Italy announces plan to take over struggling Alitalia airline

The Italian government has said it plans to re-nationalise the bankrupt former national carrier Alitalia as part of its emergency economic rescue plan to deal with the coronavirus pandemic.

Italy announces plan to take over struggling Alitalia airline
Alitalia, which had already filed for bankruptcy, is struggling further amid the economic fallout of the coronavirus crisis. Photo: AFP

The plan was outlined in a government decree published late on Monday night.

Italian media reported that it could cost taxpayers up to 600 million euros ($670 million) to re-nationalise the airline.

Prime Minister Giuseppe Conte's government on Monday agreed a 25-billion-euro rescue package designed to help families and businesses affected by the economic fallout of an outbreak that has killed more than 2,100 people in Italy.

READ ALSO: 'I have no work': Italy's tour guides, teachers and business owners struggling with the coronavirus crisis

One of the measures provides for the creation of “a new company wholly controlled by the ministry of economy and finance, or controlled by a company with a majority public stake, including an indirect one” to take over the airline.
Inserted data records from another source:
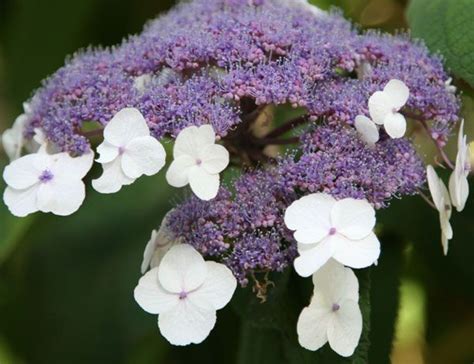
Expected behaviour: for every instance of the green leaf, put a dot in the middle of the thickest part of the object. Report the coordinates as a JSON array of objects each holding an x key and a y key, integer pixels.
[{"x": 446, "y": 26}]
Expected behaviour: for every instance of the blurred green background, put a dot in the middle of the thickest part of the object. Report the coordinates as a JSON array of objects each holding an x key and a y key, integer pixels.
[{"x": 66, "y": 283}]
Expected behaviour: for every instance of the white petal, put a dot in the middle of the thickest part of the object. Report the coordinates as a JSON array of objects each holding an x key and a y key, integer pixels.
[
  {"x": 367, "y": 129},
  {"x": 395, "y": 125},
  {"x": 310, "y": 217},
  {"x": 182, "y": 269},
  {"x": 107, "y": 151},
  {"x": 356, "y": 253},
  {"x": 398, "y": 93},
  {"x": 61, "y": 196},
  {"x": 21, "y": 202},
  {"x": 151, "y": 296},
  {"x": 215, "y": 158},
  {"x": 25, "y": 171},
  {"x": 336, "y": 282},
  {"x": 217, "y": 289},
  {"x": 125, "y": 126},
  {"x": 379, "y": 107},
  {"x": 204, "y": 185},
  {"x": 345, "y": 329},
  {"x": 353, "y": 218},
  {"x": 310, "y": 260},
  {"x": 458, "y": 189},
  {"x": 144, "y": 155},
  {"x": 192, "y": 139},
  {"x": 68, "y": 167},
  {"x": 112, "y": 178},
  {"x": 177, "y": 174},
  {"x": 186, "y": 324},
  {"x": 312, "y": 326}
]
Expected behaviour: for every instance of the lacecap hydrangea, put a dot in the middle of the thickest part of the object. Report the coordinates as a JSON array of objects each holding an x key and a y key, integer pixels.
[{"x": 211, "y": 75}]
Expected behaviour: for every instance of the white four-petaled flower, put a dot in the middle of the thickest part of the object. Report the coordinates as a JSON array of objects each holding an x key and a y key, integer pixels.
[
  {"x": 384, "y": 107},
  {"x": 160, "y": 242},
  {"x": 442, "y": 201},
  {"x": 198, "y": 161},
  {"x": 333, "y": 315},
  {"x": 185, "y": 291},
  {"x": 326, "y": 228},
  {"x": 458, "y": 184},
  {"x": 127, "y": 152},
  {"x": 46, "y": 182}
]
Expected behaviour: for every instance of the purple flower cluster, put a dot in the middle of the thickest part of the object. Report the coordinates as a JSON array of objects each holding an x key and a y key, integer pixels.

Italy's AGI news agency said the government was setting up an 600-million-euro fund to deal with the damage the pandemic has caused to the aviation sector.

Photo: AFP

Some of the final details of the Italian economic rescue programme are do to be finalised next month.
Alitalia has floundered in the face of fierce competition from low-cost carriers such as EasyJet and Ryanair.

But analysts warn that it is also too small – and has too many staff for the number of flights it operates – to compete with its rivals.

It flew only 22 million passengers and saw its market share in Italy slip to 14 percent in 2018.
Germany's Lufthansa and the Atlanta-based Delta Airlines each carried around 180 million passengers that year.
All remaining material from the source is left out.